The low latency challenge
Circumstances change in unforeseen ways, no matter the brilliance of planners. What should you do about a protocol that is wildly successful for exchanging financial information around the world and yet is not fit-for-purpose for new use cases? That is the question that challenged the FIX Trading Community regarding high performance trading. FIX Protocol was created by the non-profit organisation 20 years ago to exchange trading information between US stock brokers. It became a standard in the industry as its usage extended to more asset classes, including futures and options, fixed-income and other instruments. At the same time, it covered other facets of the business beyond order routing, including market data dissemination, securities reference data and post-trade processing. FIX then spread geographically from the US to Europe and Asia. FIX was able to meet all these various scenarios because they were expansions of business semantics. The new challenge was high-performance trading – a technical challenge to deliver messages with latencies measured in microseconds and even nanoseconds.
To be clear, the FIX Protocol is an industry standard, not a software implementation. Implementations need to follow the standard to interoperate, and there are numerous open-source and proprietary implementations of FIX. However, the composition of a standard has a strong influence on whether high performance is attainable. Unfortunately, the original FIX protocol design created barriers that prevented achieving really low-latency performance.
ASCII Protocol doesn’t cut it
To see why Simple Binary Encoding is part of the solution to the low-latency challenge, let’s first take a tour of the original FIX Protocol. The first significant characteristic of the original FIX Protocol is that it is all-in-one. It specifies message encoding, rules for message exchange (session establishment and check-pointing) and business semantics, such as how order and execution quantities are managed. In the terminology of the Open Systems Interconnection conceptual model (OSI), it is the application layer, the presentation layer and the session layer, all rolled up in one big ball of wax. The problem with a monolithic protocol is that there is no substitutability for a better solution offered at one layer. Separation of layers is clearly desirable and technical standards recently created by the FIX Trading Community aim to do just that. SBE was created to replace the presentation layer, no more and no less. The application layer of FIX that is familiar to thousands of users is retained. It is a requirement for SBE to be able to express existing FIX messages but also to make it possible to optimise them for performance. (A performance session layer is also under development but this is a discussion for another day.)
The second aspect of the original protocol that one needs to understand is why its message encoding is no longer fit-for-purpose. The first problem is that although FIX has about 20 data types, they are all encoded as human-readable ASCII text. Text is acceptable for fields like an account identifier and the like, but numeric data, timestamps and so forth cannot be processed directly by computers. To calculate a price or time difference, text must first be converted back into native binary types. Then, to put the data back in a response message, the computer must convert the binary types back to ASCII text. This is a waste of processing time, especially for time and calendar functions, and it has no place in a high-performance system. Some FIX applications spend up to 80% of their CPU budget in translation of data type representations!

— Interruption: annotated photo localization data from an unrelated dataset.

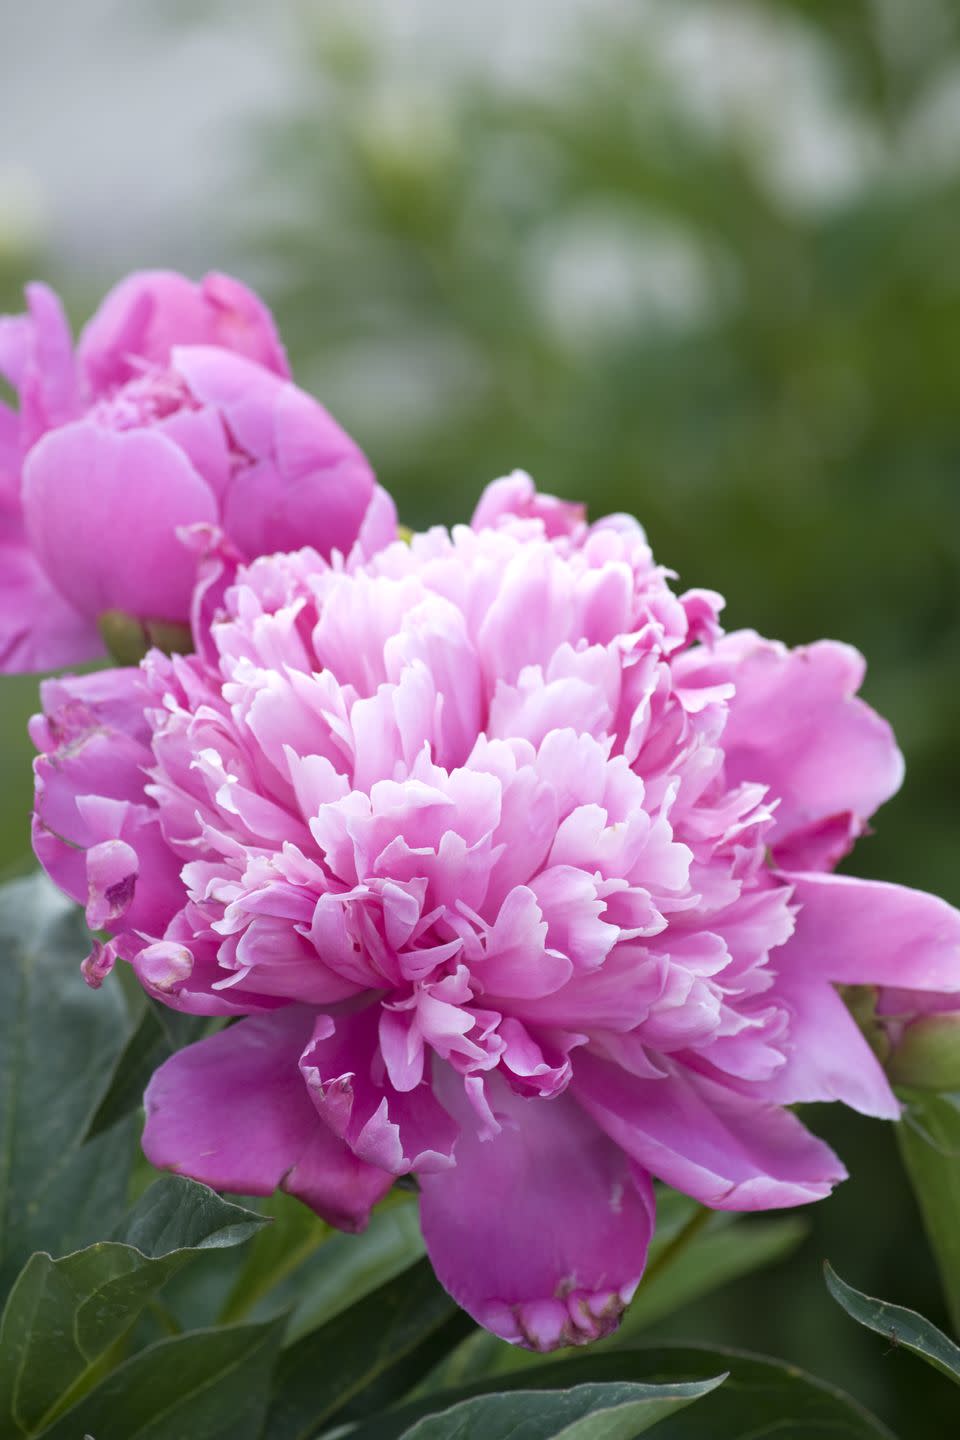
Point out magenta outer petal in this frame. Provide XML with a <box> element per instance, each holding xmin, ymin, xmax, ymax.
<box><xmin>0</xmin><ymin>508</ymin><xmax>101</xmax><ymax>671</ymax></box>
<box><xmin>419</xmin><ymin>1073</ymin><xmax>655</xmax><ymax>1350</ymax></box>
<box><xmin>78</xmin><ymin>269</ymin><xmax>289</xmax><ymax>393</ymax></box>
<box><xmin>723</xmin><ymin>972</ymin><xmax>900</xmax><ymax>1119</ymax></box>
<box><xmin>22</xmin><ymin>421</ymin><xmax>218</xmax><ymax>621</ymax></box>
<box><xmin>143</xmin><ymin>1009</ymin><xmax>393</xmax><ymax>1231</ymax></box>
<box><xmin>574</xmin><ymin>1054</ymin><xmax>846</xmax><ymax>1210</ymax></box>
<box><xmin>31</xmin><ymin>668</ymin><xmax>183</xmax><ymax>935</ymax></box>
<box><xmin>782</xmin><ymin>871</ymin><xmax>960</xmax><ymax>992</ymax></box>
<box><xmin>683</xmin><ymin>632</ymin><xmax>904</xmax><ymax>869</ymax></box>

Another problem with the original FIX message format, known as ‘tag=value encoding’ (see an example in Table 05PN), is that message encoding is highly variable. It was designed for a high degree of optionality. For example, ‘expiration date’ is an optional field on an order message, because it is only required for derivatives, but not equities. FIX also has a concept of conditionally required fields. A stop price field is only required in an order message if the order type is stop or stop-limit, but is not required otherwise. Moreover, field order within a message is largely non-deterministic. Price and then quantity is as equally valid as quantity and then price. Since the message layout is non-deterministic, it is necessary to convey metadata to identify each field in the message. The field tag is small for each field, but the combination of field tags, field delimiters and a verbose message header result in a typical message size of hundreds of bytes.
Lastly, string fields in tag=value encoding are all of variable length. Even when the receiver of a message has an internal storage limit on string length, such as a database schema, there is no way to express that limit in tag=value encoding. All these characteristics resist performance optimisation. High variability defeats CPU optimisations such as branch prediction and memory pre-fetch. Additionally, high variability of message layout in memory and large message size tends to cause cache misses that can stall a CPU. The variability also makes the encoding unsuitable for hardware implementations such as FPGA.